Commodity conundrum | Business Standard Editorials

Clipped from: https://www.business-standard.com/article/opinion/commodity-conundrum-121051301342_1.html

Higher international prices will increase policy risks

A decline in the inflation rate and a surge in the index of industrial production (IIP) would please markets and policymakers alike in normal circumstances. But economic indicators warrant careful interpretation in extraordinary times such as these. The latest data shows that the retail inflation rate moderated to 4.3 per cent in April, while industrial production in March went up by 22.4 per cent. Both the IIP and inflation numbers were impacted by a favourable base. Growth in industrial production will moderate in the coming months as the base effect of last year’s stringent lockdown fades. However, inflation outcomes would be influenced by a variety of factors. Both the government and the Reserve Bank of India (RBI) will need to be watchful to keep the pace of price rise within the tolerance limits.

The inflation rate moderated largely because of a higher base and sharp decline in vegetable prices. But there are limits to which vegetable prices can decline. Further, in the food component, edible oil prices have increased sharply. Besides, core inflation remains a concern. Economists note that core inflation is showing strong sequential momentum. Restrictions on public mobility and the spread of Covid-19 in almost every part of the country are affecting supply chains, which would put upward pressure on prices. Inflation outcomes in India will also be influenced by global factors. Global commodity prices have risen sharply and are expected to remain elevated. Iron ore prices, for example, have grown three-fold in a year. The Economist commodity-price index in dollar terms has gone up by over 80 per cent in the past one year. The index for metals has doubled, while food prices have also increased sharply.

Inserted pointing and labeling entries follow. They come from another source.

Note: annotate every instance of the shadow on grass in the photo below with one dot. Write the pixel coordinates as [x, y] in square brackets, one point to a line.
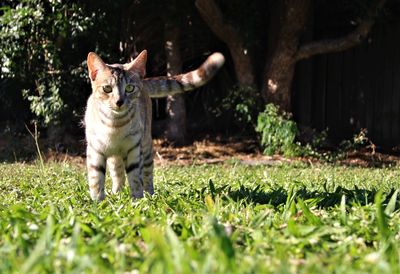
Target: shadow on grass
[321, 199]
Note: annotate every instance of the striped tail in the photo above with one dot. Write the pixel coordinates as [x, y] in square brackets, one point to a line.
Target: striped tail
[158, 87]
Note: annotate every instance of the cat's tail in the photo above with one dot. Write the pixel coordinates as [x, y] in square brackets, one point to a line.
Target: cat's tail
[163, 86]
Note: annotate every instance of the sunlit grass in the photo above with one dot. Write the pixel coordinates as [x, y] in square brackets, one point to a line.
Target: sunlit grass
[203, 219]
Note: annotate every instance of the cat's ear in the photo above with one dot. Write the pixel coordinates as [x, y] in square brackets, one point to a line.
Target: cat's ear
[95, 65]
[138, 64]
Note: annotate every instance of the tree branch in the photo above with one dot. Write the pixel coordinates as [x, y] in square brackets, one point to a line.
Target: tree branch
[340, 44]
[214, 18]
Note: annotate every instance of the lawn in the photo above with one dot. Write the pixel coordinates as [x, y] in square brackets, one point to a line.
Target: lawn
[230, 218]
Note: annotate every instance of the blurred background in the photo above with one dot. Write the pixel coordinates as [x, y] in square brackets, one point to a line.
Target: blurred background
[297, 72]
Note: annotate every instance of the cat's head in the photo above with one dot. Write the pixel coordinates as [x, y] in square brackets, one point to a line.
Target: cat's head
[116, 86]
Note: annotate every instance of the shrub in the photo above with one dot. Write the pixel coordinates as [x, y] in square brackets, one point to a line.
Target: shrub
[278, 132]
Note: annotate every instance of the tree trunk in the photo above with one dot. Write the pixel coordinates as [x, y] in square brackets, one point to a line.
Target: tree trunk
[288, 50]
[212, 15]
[176, 122]
[292, 16]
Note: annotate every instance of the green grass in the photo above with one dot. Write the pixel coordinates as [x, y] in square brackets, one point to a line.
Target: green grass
[203, 219]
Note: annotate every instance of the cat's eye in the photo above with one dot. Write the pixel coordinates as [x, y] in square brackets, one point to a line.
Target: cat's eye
[130, 88]
[107, 89]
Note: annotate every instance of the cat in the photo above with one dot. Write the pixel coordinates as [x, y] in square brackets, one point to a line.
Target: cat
[118, 119]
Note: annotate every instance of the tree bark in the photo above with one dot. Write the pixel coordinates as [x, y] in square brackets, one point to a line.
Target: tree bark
[280, 68]
[176, 111]
[214, 18]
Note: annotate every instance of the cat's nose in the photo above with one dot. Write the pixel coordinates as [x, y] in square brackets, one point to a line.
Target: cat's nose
[119, 103]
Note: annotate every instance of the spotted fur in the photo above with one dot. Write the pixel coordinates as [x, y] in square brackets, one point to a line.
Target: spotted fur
[118, 120]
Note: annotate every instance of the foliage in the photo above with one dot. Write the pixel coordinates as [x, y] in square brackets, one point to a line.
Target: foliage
[278, 132]
[203, 219]
[42, 46]
[244, 104]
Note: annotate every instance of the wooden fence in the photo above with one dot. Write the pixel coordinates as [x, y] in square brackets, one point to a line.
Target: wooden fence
[358, 88]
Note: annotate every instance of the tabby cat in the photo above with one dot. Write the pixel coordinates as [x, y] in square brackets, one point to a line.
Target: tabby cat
[118, 119]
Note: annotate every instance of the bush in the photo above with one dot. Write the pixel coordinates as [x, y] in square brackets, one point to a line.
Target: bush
[42, 48]
[278, 132]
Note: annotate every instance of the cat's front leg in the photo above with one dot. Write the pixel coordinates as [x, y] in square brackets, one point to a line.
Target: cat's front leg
[133, 166]
[116, 167]
[148, 166]
[96, 167]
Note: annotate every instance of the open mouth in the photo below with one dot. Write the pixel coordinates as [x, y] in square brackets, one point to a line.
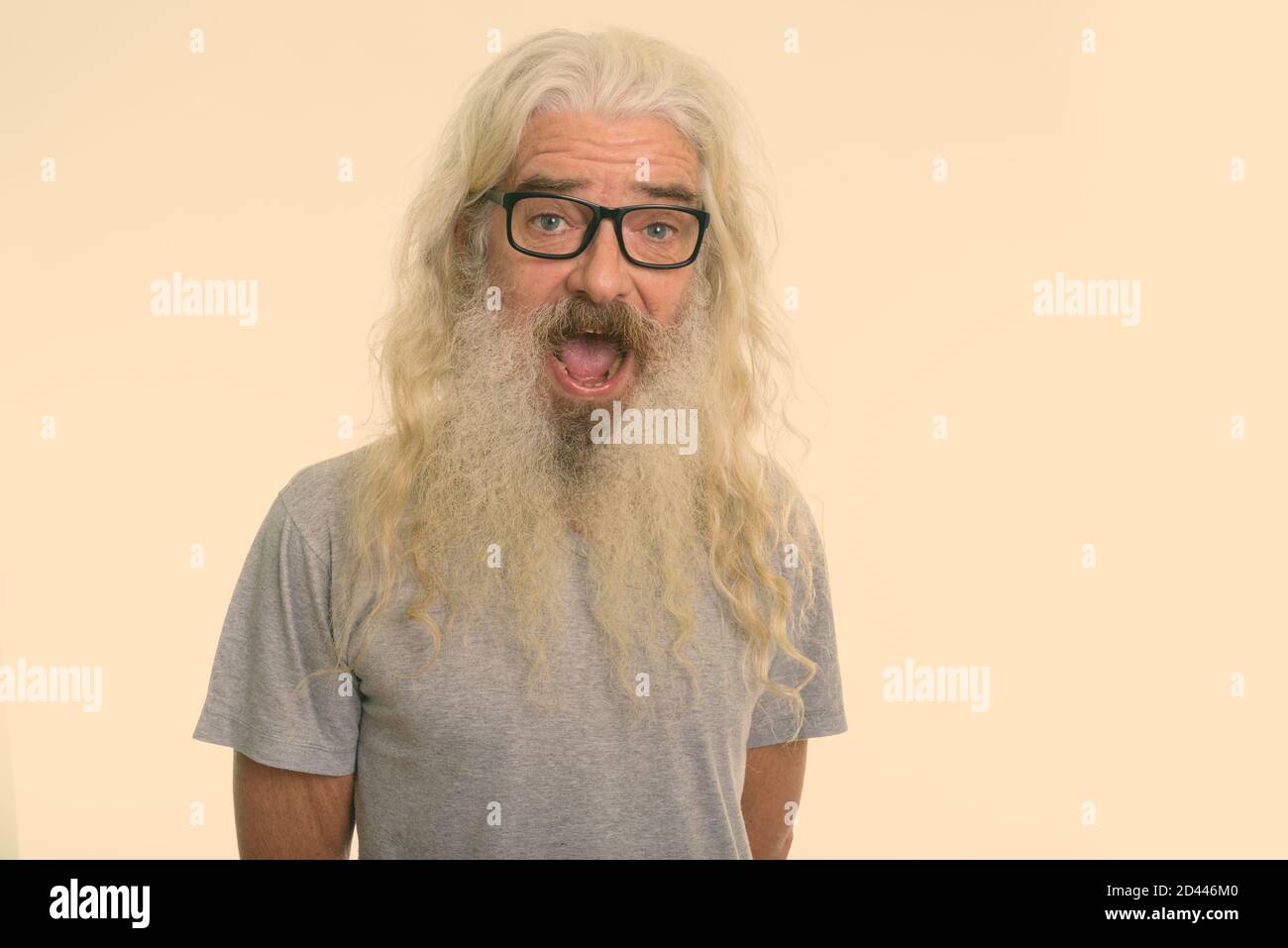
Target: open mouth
[589, 364]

There are a number of reasons for this sharp increase in commodity prices. Global prices are rising on the back of stronger than expected recovery in some advanced economies, particularly the US. In fact, the latest inflation reading at 4.2 per cent in the US surprised most analysts and resulted in a sharp selloff in the stock market. The US economy is recovering strongly with more and more people getting vaccinated. With increasing mobility, consumers are expected to spend more, including forced savings, which are expected to push up both demand and prices. Moreover, it is likely that easy money is finding its way to commodity markets, along with stock markets, which is pushing up prices. Experts expect commodity prices to remain elevated, partly because of the expected nature of economic recovery. Several countries, including the US, are expected to spend significantly on infrastructure to revive growth, which will increase demand for commodities.

However, the US Federal Reserve believes that higher prices are transitory. It has also moved to an average inflation-targeting framework. Consequently, instead of acting preemptively, the Fed will allow the inflation rate to remain above the target of 2 per cent for a while. But in an uncertain environment, this could result in higher inflation for longer than desired. To be sure, global inflation conditions wo­u­ld increase policy difficulties in India. Higher global inflation could push up pric­es in India at a time when the level of economic activity has slipped considerably. Capital outflows could also tighten financial conditions prematurely. Thus, both the government and the central bank would need to be vigilant. The Union governm­e­nt would need to work with states to minimise supply chain disruptions. Mea­n­while, the RBI will need to assure markets that it would maintain price stability.